William K. Black
February 3, 2016 Bloomington, MN
This is the third column in my series about the Wall Street Journal report that “big money managers” want to bring back “liar’s loans.” Here are the article’s first two sentences.
Wall Street wants to bring back the “low-doc” loan.
These mortgages, which are given to borrowers that can’t fully document their income, helped fuel a tidal wave of defaults during the housing crisis and subsequently fell out of favor.

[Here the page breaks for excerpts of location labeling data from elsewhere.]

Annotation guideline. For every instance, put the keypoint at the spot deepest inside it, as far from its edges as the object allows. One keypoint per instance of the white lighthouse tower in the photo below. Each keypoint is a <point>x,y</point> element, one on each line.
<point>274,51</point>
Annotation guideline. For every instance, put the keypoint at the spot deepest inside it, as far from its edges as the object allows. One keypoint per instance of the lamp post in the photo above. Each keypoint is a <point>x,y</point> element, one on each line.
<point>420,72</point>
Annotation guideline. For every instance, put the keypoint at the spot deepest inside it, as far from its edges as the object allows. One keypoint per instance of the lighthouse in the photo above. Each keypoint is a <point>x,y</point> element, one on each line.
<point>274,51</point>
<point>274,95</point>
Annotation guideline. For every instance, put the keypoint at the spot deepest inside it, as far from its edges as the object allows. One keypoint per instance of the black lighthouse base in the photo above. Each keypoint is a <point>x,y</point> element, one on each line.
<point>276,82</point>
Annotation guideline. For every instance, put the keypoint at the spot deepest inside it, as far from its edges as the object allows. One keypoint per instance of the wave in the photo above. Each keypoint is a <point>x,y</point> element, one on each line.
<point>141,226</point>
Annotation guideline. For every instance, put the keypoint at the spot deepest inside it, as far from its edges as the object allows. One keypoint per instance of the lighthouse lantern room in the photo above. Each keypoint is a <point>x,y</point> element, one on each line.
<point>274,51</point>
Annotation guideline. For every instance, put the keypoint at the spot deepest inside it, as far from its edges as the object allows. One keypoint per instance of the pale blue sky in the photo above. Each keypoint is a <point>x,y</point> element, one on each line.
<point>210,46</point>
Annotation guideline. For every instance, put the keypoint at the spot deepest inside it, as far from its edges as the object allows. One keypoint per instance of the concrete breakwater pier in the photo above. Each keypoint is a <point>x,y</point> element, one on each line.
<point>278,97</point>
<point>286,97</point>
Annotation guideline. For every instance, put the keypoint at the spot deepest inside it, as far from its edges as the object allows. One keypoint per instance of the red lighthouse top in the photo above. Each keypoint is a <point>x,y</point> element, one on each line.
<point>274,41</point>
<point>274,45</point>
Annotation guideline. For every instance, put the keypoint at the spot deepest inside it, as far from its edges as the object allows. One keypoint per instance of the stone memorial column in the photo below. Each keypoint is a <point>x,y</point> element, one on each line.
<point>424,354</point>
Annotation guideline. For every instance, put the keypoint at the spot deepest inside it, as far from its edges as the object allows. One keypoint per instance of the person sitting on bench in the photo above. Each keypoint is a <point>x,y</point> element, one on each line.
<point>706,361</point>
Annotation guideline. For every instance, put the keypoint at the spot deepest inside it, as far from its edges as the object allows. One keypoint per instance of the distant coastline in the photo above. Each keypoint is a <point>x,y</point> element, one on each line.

The second sentence begins the lies with an important lie. “Low-doc” is a euphemism for endemically fraudulent “liar’s” loans. The second sentence repeats a lie that the fraudulent lenders have told for decades – it is their carefully crafted creation myth of liar’s loans. If the WSJ had done its job and exposed the lie, the creation myth and the fraud scheme would have died decades ago. Instead, the WSJ endorses the lie. Liar’s loans were not designed for or “given to borrowers that can’t fully document their income.” The two keys lies by the fraudulent lenders about liar’s loans arise from their use of the word “can’t.” As I explained in my second column in this series, the IRS created, decades ago, Form 4506-T, which allows the borrower to give the lender access to transcripts of the borrower’s two most recent tax returns. This means that the self-employed can easily and cheaply permit the lender to verify their income – and home lenders routinely require borrowers to sign the 4506-T as a mandatory part of the loan application. The first lie is that there are borrowers that are incapable (“can’t”) document their (purportedly ample) income.